The whole world knows America threatens humanity. Few public officials openly admit what’s well known.
Hugo Chavez courageously spoke forthrightly about threatening US imperialism.
In 2006, he addressed General Assembly members the day after George Bush.
“The devil came here yesterday, and it smell of sulfur still today,” he said.
“Yesterday, ladies and gentlemen, from this rostrum, the President of the United States, the gentleman to whom I refer as the devil, came here, talking as if he owned the world.”
He “came to share his nostrums to try to preserve the current pattern of domination, exploitation and pillage of the peoples of the world.”
Few leaders have the courage to speak this forthrightly. Doing so made Chavez special.
Ecuadorian Foreign Minister Ricardo Patino spoke candidly with Sputnik News.
He called Obama’s executive order declaring Venezuela a threat to US national security “a decree that in no way favors good relations between countries on the same continent.”
Latin and Central America no longer comprise Washington’s “back yard.” Those days are over.
Bolivarian Alliance for the Peoples of Our America (ALBA) nations can’t “conceive of, much less tolerate, the idea that Venezuela” threatens any nation.
“Where is the threat,” asked Patino? “They’re a trade partner of the US. They sell them oil every day.”
There are all sorts of relations – commercial, tourist – between the two countries.”
“That’s why the order doesn’t make the least bit of sense, doesn’t have the least basis.”
Patino accused anti-government agitators of instigating earlier violent protests. They want Maduro ousted by elections or force, he explained.
Bolivarianism won’t “end through external meddling. And it’s not their place to put an end to (revolutionary change), but to respect each country,” said Patino.
When US presidents issue verbal or written orders, often they precede “military interventions,” he stressed.
“We know that – like Afghanistan, like Iraq, and other countries – that they were considered a threat and then invaded.”
“They aren’t always invaded. Sometimes not. But often it’s just this justification that’s given for intervention.”
“(I)f I consider you a threat to me, I must act to stop that threat…That’s why the terms he uses are so serious.”
Latin and Central American nations have long histories of US military intervention, Patino explained.
“We know it. By heart and forever. For all of the 20th century, and even the 19th century, with the first interventions by the filibusters, as they were called, in Nicaragua.”
In the 19th and 20th centuries, Washington intervened throughout the hemisphere.
Notably in Mexico, Cuba, Puerto Rico, Haiti, the Dominican Republic, Nicaragua, El Salvador, Honduras, Guatemala, Panana, Brazil, Argentina, Chile, Grenada, and elsewhere.
Presidents from James Monroe asserted America’s right to intervene anywhere in the hemisphere for virtually any reason.
So-called “Banana Wars” sought to preserve and protect US economic interests.

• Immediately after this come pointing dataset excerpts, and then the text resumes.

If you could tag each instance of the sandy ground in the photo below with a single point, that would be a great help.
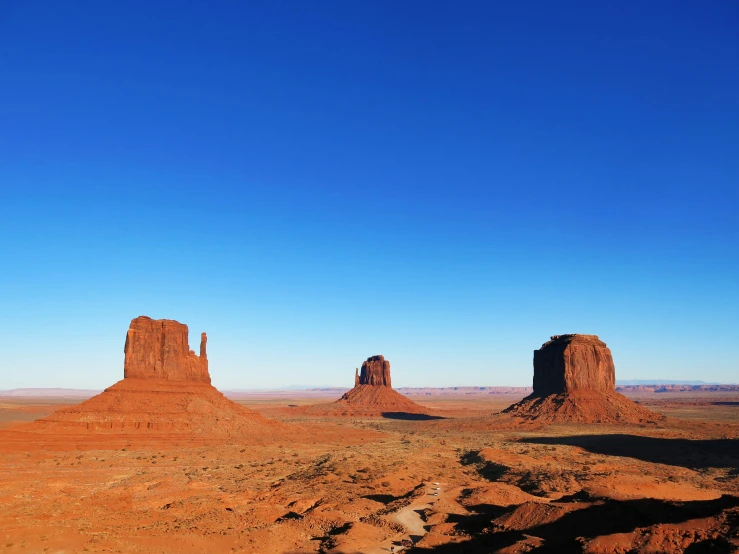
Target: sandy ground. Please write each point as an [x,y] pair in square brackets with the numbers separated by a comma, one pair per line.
[350,485]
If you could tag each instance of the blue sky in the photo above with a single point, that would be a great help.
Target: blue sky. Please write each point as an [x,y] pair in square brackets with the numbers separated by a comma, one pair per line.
[312,183]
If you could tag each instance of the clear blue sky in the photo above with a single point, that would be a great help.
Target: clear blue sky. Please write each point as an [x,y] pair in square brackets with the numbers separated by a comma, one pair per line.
[312,183]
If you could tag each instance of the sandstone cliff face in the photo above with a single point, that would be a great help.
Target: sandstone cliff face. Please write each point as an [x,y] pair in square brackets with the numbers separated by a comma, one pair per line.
[573,362]
[375,371]
[159,349]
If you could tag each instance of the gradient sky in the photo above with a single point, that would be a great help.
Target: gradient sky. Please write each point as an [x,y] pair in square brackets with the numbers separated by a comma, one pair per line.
[312,183]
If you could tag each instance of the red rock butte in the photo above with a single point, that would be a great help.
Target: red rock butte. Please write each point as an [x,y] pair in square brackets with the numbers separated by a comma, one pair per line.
[575,381]
[373,394]
[159,349]
[165,390]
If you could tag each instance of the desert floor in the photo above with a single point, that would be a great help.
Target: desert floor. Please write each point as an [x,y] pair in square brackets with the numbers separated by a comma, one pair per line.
[457,483]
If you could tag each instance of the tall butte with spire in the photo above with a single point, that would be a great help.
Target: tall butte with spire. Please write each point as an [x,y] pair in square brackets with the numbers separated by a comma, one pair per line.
[373,394]
[165,389]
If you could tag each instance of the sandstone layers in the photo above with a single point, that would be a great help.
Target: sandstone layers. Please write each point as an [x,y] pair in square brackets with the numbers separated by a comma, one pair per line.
[373,394]
[166,389]
[575,380]
[159,349]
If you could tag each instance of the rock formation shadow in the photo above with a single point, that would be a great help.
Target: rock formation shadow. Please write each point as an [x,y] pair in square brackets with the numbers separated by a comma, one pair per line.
[603,517]
[723,453]
[409,416]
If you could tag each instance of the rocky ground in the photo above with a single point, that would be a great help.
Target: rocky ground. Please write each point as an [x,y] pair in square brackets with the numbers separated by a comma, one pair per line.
[464,483]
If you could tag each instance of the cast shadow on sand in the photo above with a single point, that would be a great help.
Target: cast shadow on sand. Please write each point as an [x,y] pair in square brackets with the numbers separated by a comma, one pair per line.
[720,453]
[603,517]
[410,416]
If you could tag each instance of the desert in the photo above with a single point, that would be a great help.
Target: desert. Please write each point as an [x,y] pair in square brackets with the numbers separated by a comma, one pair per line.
[369,277]
[163,462]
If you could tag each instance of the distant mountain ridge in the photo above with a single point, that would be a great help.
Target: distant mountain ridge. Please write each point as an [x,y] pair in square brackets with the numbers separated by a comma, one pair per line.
[627,382]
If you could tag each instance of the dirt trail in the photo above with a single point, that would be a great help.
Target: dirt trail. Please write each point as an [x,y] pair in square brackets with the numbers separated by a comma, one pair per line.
[410,518]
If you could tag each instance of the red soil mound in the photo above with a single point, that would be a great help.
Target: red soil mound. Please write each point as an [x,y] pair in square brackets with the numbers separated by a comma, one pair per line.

At the same time, political ones were advanced.
No nation in world history intervened lawlessly against more nations over a longer duration than America.
None more recklessly continue doing so today for far greater stakes.
“Not just military interventions” earlier, said Patino. “(W)e’re talking about (US-installed) dictatorships…”
“In our country, in Ecuador, in 1963: We had a lovely tradition of democracy, economic progress and, as a result of CIA actions, a dictatorship broke that democracy to pieces.”
“It’s a shame, but the US longstanding tradition is one of intervening, invading, abusing and producing dictatorships in our region.”
“If there is a threat on this continent, it is the United States. They’re the only one that can be considered to be such from historical experience. They are a threat to our countries.”
Fascists running America threaten everyone. World peace hangs by a thread.